= August Müller (ornithologist) =

German dealer of naturalia, entomologist and ornithologist (1853–1913)

August Müller (19 July 1853 in Eichelsdorf – 1913 in Berlin) was a German natural history dealer, entomologist and ornithologist.
August Müller studied natural sciences from 1877 to 1881 at the University of Halle and in 1880 at the Friedrich-Wilhelms-Universität zu Berlin, and received his doctorate in 1882 from the University of Erlangen with his dissertation Die Ornis der Insel Salanga sowie Beiträge zur Ornithologie der peninsula Malacca. A zoogeographical study that was printed by Gottfried Pätz in Naumburg an der Saale and published in the Journal für Ornithologie in the same year. During his studies in Halle an der Saale, he worked for the natural history dealer Wilhelm Schlüter (1828–1919) for a time. After 1882, August Müller took over the Natural History Institute "Linnaea", founded in 1879 by Hermann von Maltzan in Frankfurt am Main at Große Eschenheimer Straße 45, and later continued it in Berlin. From 1887 it was located as the Natural History Institute "Linnaea" at Luisenplatz 6 in Berlin, where the zoologist Paul Matschie often worked and the entomologist and later natural history dealer Richard Haensch worked as an assistant in 1892. From 1894 onwards, the "Linnaea" was located in Berlin at Novalisstrasse 16 and later at Turmstrasse 19. The natural history and teaching materials business run by August Müller isolated insects of the world and sold teaching aids from the entire field of descriptive natural sciences.

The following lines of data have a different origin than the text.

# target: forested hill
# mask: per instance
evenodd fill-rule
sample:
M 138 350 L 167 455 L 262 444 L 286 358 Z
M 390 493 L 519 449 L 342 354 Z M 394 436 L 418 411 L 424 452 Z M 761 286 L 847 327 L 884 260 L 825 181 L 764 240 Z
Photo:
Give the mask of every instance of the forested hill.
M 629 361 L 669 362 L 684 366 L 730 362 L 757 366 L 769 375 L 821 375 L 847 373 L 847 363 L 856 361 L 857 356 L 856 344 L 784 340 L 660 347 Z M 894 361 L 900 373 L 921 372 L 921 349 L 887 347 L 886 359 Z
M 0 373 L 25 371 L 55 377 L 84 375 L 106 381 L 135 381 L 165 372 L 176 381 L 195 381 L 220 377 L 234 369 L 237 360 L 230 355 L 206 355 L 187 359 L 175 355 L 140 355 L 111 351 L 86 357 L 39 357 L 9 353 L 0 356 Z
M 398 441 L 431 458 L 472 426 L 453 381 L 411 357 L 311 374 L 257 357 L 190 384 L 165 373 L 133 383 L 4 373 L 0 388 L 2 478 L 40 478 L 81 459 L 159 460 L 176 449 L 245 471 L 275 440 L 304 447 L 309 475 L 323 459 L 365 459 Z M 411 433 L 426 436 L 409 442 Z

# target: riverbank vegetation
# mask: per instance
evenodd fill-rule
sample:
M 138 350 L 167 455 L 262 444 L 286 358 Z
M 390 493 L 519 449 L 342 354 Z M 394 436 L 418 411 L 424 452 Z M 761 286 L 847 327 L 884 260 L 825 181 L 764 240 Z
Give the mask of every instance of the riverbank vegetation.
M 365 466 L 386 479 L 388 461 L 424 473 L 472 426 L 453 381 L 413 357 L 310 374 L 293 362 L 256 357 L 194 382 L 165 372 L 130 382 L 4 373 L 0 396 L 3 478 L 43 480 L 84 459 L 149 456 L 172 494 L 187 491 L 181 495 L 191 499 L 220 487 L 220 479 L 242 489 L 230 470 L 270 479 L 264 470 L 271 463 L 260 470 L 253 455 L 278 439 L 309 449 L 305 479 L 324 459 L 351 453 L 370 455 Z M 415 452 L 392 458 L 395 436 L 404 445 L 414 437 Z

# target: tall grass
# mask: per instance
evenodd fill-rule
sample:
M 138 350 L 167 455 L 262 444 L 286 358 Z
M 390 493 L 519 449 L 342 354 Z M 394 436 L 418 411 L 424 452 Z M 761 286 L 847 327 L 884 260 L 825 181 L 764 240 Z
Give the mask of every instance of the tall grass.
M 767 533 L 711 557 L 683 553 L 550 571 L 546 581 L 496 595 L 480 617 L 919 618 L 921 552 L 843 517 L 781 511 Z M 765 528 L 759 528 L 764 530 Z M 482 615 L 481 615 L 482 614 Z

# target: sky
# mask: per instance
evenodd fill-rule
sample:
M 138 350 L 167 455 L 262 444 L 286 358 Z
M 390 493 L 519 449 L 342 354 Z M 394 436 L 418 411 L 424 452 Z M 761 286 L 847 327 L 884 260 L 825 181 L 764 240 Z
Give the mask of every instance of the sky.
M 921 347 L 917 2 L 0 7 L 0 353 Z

He corresponded with Ernst Haeckel of the University of Jena and Franz Steindachner of the Natural History Museum in Vienna, was a corresponding member of the Offenbach Society for Natural History in 1880 and from 1880 a member of the German Ornithological Society led by Eugen Ferdinand von Homeyer and after 1885 a member of the Berlin Entomological Society, founded in 1856 by Ernst Gustav Kraatz.